Kodiak Robotics and Ryder have been running freight out of an autonomous truckport in Houston since December, the two companies announced on Jan. 23. Located at an existing Ryder fleet maintenance facility, self-driving trucks can “launch and land” at the truckport, which serves freight routes running from Houston to Dallas and Oklahoma City.
This partnership looks to strengthen Kodiak’s fleet operation offerings. The AV company plans to begin driver-out operations in Texas later this year and has partnered with major FleetOwner 500 carriers such as Werner Enterprises and C.R. England. “We know that we can’t just build the technology and drop it over the fence,” Andreas Wendel, Kodiak’s chief technology officer, told FleetOwner earlier this month. “We need to bring them along. And that’s what we’ve done from the beginning through our partner deployment program.”
Last year, Kodiak partnered with Pilot Travel Centers to open an autonomous truckport near Atlanta. Kodiak trucks currently operate with safety drivers on all routes, including the Houston-Dallas and Houston-Oklahoma City lanes. The autonomous trucking company plans to begin its first humanless operations along its Dallas-Houston route later this year, using the Ryder facility as a launch point.

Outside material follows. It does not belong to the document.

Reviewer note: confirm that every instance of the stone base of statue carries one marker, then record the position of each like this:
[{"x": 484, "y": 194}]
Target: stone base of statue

“Ryder’s industry-leading fleet services and vast footprint of service locations makes it an ideal partner as we scale autonomous trucks,” said Don Burnette, founder and CEO of Kodiak. “Expanding our network of truckports with Ryder will enable us to operate autonomous trucks at scale with our customers.

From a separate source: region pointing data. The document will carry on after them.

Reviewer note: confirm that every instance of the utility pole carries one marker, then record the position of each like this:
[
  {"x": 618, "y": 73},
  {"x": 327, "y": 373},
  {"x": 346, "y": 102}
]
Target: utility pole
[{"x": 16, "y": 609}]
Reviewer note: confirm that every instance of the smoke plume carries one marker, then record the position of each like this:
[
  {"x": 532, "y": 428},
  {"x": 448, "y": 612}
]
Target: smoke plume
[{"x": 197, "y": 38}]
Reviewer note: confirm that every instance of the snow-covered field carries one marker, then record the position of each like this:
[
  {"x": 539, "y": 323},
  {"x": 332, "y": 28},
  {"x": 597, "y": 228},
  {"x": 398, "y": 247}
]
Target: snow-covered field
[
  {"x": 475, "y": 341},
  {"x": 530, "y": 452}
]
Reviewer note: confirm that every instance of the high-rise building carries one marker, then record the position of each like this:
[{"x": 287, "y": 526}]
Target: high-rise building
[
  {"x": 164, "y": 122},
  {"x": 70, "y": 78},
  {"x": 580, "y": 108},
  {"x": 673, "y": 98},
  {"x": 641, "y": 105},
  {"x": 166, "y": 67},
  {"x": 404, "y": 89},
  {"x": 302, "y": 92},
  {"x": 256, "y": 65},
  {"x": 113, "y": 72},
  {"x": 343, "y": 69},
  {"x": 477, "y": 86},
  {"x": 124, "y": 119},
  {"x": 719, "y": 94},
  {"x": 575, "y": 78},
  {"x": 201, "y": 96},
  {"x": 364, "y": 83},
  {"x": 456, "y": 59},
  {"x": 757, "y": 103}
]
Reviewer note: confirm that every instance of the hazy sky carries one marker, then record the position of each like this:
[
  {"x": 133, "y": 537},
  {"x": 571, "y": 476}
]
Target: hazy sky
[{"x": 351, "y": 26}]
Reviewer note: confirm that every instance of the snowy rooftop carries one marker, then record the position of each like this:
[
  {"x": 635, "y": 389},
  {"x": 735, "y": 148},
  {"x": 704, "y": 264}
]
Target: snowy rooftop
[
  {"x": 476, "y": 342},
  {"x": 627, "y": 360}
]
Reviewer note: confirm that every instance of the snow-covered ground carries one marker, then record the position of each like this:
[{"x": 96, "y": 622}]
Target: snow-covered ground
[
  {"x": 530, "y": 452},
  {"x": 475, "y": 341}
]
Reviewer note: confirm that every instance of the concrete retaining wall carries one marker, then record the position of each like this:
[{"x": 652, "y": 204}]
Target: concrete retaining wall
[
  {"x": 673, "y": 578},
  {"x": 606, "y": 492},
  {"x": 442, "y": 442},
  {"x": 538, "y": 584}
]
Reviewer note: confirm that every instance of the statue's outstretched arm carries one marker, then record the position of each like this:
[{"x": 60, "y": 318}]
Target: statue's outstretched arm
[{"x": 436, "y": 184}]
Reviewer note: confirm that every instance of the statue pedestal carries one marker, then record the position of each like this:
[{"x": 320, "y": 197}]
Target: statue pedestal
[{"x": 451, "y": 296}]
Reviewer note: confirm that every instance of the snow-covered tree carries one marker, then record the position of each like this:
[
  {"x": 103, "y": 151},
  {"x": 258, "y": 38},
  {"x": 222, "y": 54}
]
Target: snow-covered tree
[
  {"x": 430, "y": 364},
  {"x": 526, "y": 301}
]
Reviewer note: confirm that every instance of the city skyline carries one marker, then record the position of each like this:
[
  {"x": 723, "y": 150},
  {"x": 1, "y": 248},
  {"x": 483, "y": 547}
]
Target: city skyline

Initially, the companies will focus on setting up the Houston truckport, but they want to capitalize on Ryder's fleet service network. This collaboration could grow to support more truckport operations that provide on-site maintenance and technician services.
“Ryder’s vision is to build out a portfolio of key service elements that support the safe deployment and maintenance of autonomous trucks,” said Karen Jones, EVP and head of new product development at Ryder. “By managing the unique logistics of autonomous operations as well as the servicing needs of autonomous trucks, we continue to build on our expertise. And by collaborating with leaders in the space like Kodiak, we advance our shared goal of facilitating the commercialization of autonomous technology.”
The Ryder facility will serve as a base to conduct testing and validate the truckport operational model, Burnette said this week. Kodiak’s autonomous network extends 18,000 miles across the southern U.S. At its truckports, operators can refuel the AV trucks, perform light maintenance, and get pre-trip inspections, including enhanced inspections designed for self-driving trucks.
“Leveraging existing infrastructure eliminates the need for Kodiak to build and develop real estate, and it allows us to focus on launching and scaling driverless truck deployment,” Burnette said.